Exactly a year after her divorce, Nayantara, the protagonist of Shunali Khullar Shroff’s new novel, The Wrong Way Home, is en route to the income tax department when she finds out that her ex-husband has married a much younger social media influencer. “The dust hasn’t yet settled on the grave of our marriage, and he’s found himself another wife?” she asks, visibly outraged. “Do people have no morals?”
Turning to social media for answers leaves her even more miserable as she encounters her “ex aboard a yacht grinning at his new bride, with the unbroken Pacific blue of honeymoon brochures in the back”. The somewhat shallow, decidedly catty, and yet refreshingly real Nayantara clarifies that while she is “not jealous or anything”, she isn’t exactly thrilled with the news. A couple of meltdowns later, she makes a promise to herself. “He can have his perfect little wedding. I’m going to build an empire for myself.”

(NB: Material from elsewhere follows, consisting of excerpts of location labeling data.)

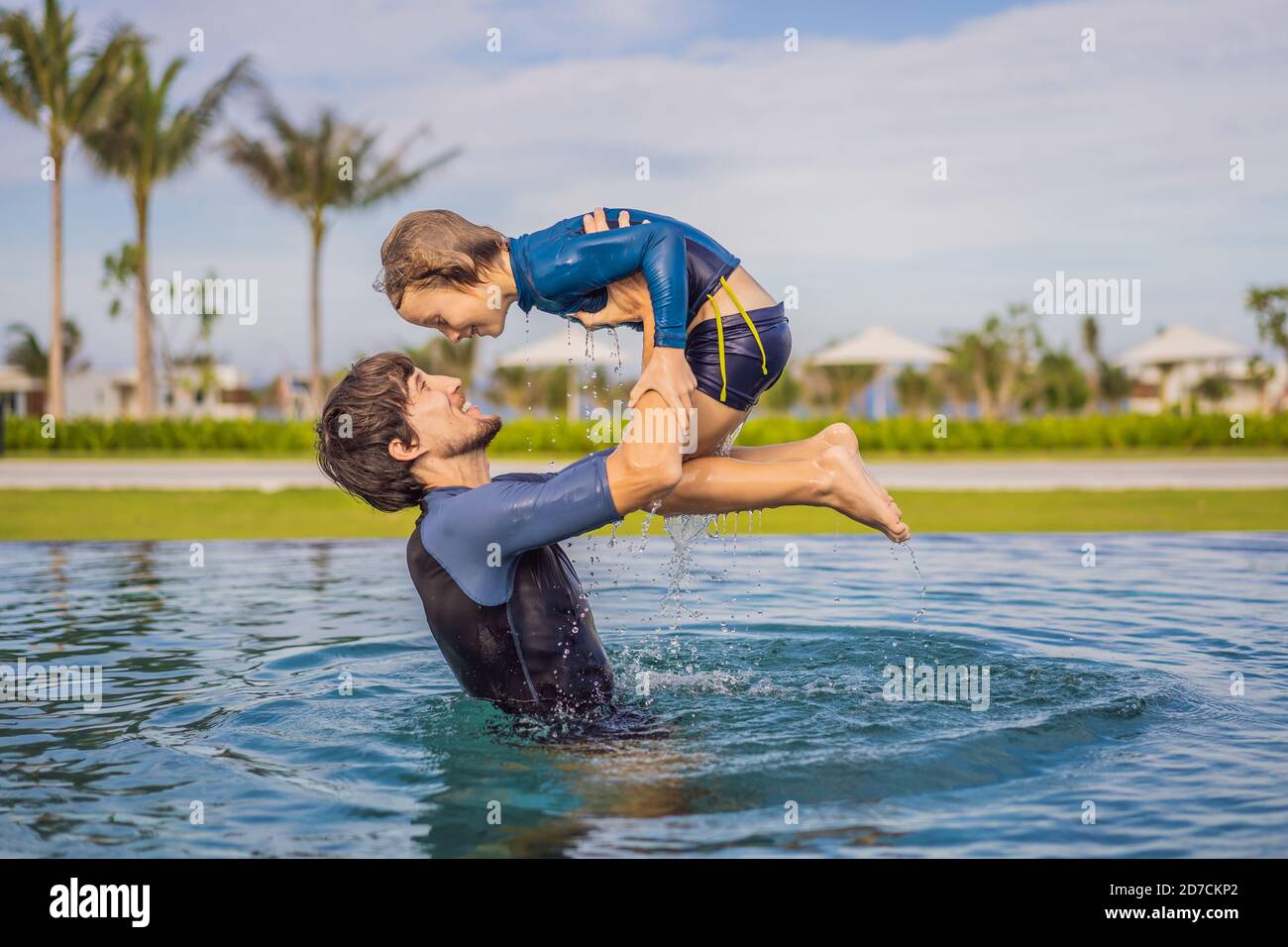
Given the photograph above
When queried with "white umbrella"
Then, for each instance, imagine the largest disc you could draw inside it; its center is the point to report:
(883, 348)
(579, 350)
(880, 346)
(1177, 344)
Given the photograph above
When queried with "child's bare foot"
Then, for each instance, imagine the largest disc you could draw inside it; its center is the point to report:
(853, 492)
(841, 434)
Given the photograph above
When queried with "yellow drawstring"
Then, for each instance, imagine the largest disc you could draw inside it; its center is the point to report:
(764, 368)
(724, 381)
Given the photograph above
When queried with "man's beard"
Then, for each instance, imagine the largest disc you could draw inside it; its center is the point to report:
(481, 440)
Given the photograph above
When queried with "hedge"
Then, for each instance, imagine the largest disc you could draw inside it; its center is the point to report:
(519, 436)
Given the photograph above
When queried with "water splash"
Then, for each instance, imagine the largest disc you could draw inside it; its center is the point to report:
(912, 553)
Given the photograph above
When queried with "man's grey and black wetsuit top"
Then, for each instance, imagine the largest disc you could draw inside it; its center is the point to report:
(500, 595)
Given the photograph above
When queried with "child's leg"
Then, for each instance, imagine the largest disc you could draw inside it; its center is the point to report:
(832, 436)
(835, 478)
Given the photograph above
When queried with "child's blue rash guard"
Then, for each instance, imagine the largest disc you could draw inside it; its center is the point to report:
(502, 599)
(563, 269)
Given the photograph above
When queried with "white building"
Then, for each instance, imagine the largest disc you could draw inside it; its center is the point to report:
(220, 392)
(1170, 367)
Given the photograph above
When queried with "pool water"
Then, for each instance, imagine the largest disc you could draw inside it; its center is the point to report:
(287, 698)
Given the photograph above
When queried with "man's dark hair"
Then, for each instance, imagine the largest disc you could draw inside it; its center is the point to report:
(361, 416)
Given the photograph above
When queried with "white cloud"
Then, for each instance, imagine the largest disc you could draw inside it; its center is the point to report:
(815, 167)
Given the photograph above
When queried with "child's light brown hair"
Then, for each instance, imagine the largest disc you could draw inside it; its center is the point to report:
(437, 248)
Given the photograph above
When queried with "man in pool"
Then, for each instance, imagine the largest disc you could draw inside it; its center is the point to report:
(501, 598)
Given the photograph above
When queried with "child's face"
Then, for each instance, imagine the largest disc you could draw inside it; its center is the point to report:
(456, 313)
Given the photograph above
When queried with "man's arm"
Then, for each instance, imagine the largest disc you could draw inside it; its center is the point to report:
(510, 515)
(647, 466)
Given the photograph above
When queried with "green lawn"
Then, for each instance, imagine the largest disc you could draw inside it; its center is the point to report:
(146, 514)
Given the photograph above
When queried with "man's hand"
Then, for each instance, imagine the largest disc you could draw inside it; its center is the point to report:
(627, 299)
(669, 373)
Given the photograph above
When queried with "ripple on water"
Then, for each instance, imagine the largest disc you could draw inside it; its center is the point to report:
(294, 692)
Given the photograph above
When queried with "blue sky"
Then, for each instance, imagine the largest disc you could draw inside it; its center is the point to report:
(812, 166)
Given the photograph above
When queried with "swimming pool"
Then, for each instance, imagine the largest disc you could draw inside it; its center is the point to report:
(287, 698)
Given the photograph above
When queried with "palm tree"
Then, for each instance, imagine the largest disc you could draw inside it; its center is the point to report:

Except, of course, life never really works out like that. Nayantara continues to fumble through her days, making more than her fair share of mistakes and nurturing intensely complicated relationships with nearly everybody who forms a part of her world, including her narcissistic ex Jay, idealistic mother Kalpana, token gay bestie Rishi, a longstanding female frenemy Anjali, and some painful clients at the flailing PR agency she runs.